The focus of this conversation has been all wrong since Dez Bryant willingly put the football on the frozen tundra of Lambeau Field. Instead of chastising the player for not knowing the rules of the game or being acutely aware how crucial the situation was for his team, the resounding discussion has wrongfully been about the rules of the game being faulty.
What should be a discussion about the gritty Green Bay Packers and a dominant second half performance out of the league MVP, instead has been relegated to a circus sideshow with many people crying foul, blasting the NFL rules and supporting Dez Bryant and the Dallas Cowboys as having been “screwed.”
Let me clue you in on something Cowboys fans. The refs didn’t screw Dez Bryant or the Dallas Cowboys.
Dez Bryant screwed the Dallas Cowboys, their fans, his teammates, and himself by not knowing and understanding the rules of a game that he is paid entirely too much money to play.
Rule 8, Section 1, Article 3, Item 1:
“If a player goes to the ground in the act of catching a pass (with or without contact by an opponent), he must maintain control of the ball throughout the process of contacting the ground, whether in the field of play or the end zone.

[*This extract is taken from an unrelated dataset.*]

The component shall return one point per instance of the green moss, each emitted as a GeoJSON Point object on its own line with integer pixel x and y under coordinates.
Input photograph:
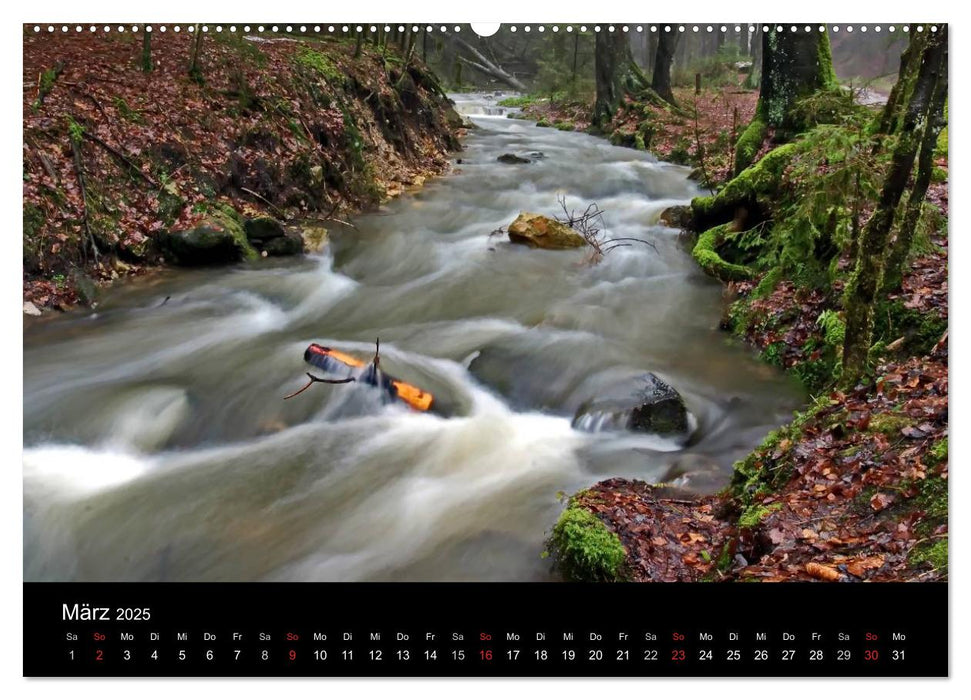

If he loses control of the ball, and the ball touches the ground before he regains control, the pass is incomplete. If he regains control prior to the ball touching the ground, the pass is complete.”
The biggest problem with this whole discussion is that most people are acting like this specific rule is there for one scenario, when in fact this Dez-situation (almost unfortunately) is included under part of a general rule designed to make it more all-encompassing and thus easier for officials to rule on. Based on the letter of the law, the rule was correctly enforced.
It’s not to say that the rule is perfect, but the NFL had to draw a line somewhere to prevent an already phonebook-thick rules manual from getting a few centimeters fatter by creating exceptions to the “process of the catch” rules. All that would do is further complicate the game to everyone watching, playing or coaching the game. In their decision to go that all-encompassing route over five years ago, the powers that be changed things for the people catching the ball.
Let me repeat that. THIS RULE HAS BEEN IN PLACE FOR MORE THAN FIVE YEARS.
Some people got the memo early and learned to adapt. Others like Calvin Johnson didn’t, whined a tune in 2010 that is all too familiar to us in the last 24 hours, and has since learned to adapt. People complained about it then and they complain about it now, but how much complaining has been done between 2010 and 2015? In my opinion, not enough to change the rules of the game. The players must adapt to the rules, not vice versa.
It is on the players and the coaches to make sure the rules are clearly understood and there was an obvious failure for both the Dallas Cowboys’ coaching staff, and a first-team All-Pro wide receiver who clearly didn’t know the rule, and then blamed the rule for his own ignorance. If you want a definition of the term zero accountability, I present to you one Dez Bryant.
Not only did Dez Bryant disgrace his teammates and screw over the Dallas fans, he was even too clueless about the rules to realize in his postgame comments that he was providing enough rope to hang himself publicly.
DEZ: “I want to know why it wasn’t a catch.”
TRANSLATION: I don’t know the rules of the game.
DEZ: “If we have to lose like that, you can have it. You can have it.”
TRANSLATION: I don’t know the rules of the game and don’t feel like I should have to. They were wrong. I was screwed.
DEZ: “I was reaching for the end zone. What was I supposed to do?”
ANSWER: Knowing it was 4th down and 2 and a do or die situation, you should have wrapped up that ball so freaking tight on the way down that your only fear would be that it might burst from the pressure. That’s what you should have been thinking. But you weren’t thinking about anything. And that’s on you.
It comes back to a term that is near and dear to my heart: situational football. A player must know what to do in crucial situations in a game to achieve a goal.
What was Dez Bryant’s goal on the crucial 4th and 2? Answer: Make the catch, secure the ball and get the first down.
What did Dez Bryant act like the goal was? Answer: Catch the ball and score a touchdown.
When Mike McCarthy brilliantly challenged the ruling on the field, I awaited what I knew was a close call. Although I was screaming for the challenge in real time, I didn’t know the exact letter of the law or whether the catch would be upheld or reversed. However, I was rocking back and forth like Rain Man muttering over and over again, “Process of the catch. Process of the catch. Process of the catch.”
In that time, as I awaited the decision from the replay booth, I couldn’t help but hear the voice of my former high school hockey coach Paul Butkovich in my head, who when warning us about the referees would always say, “Don’t give them a reason!”
And the message was clear. Officiating can go either way and is largely a judgement call of an individual not playing in the game. The less of a reason you give the officials to make a call, the less likely you’ll have a call go against you.
Simply put, Dez Bryant gave the referees a reason, when all he had to do was wrap up what would have been an amazing and athletic catch over perfect coverage.
The reason that happened is because Dez Bryant didn’t know the rules of the game and he was not situationally aware. And that was, is, and always will be on him.
P.S. — The Packers would have won anyway.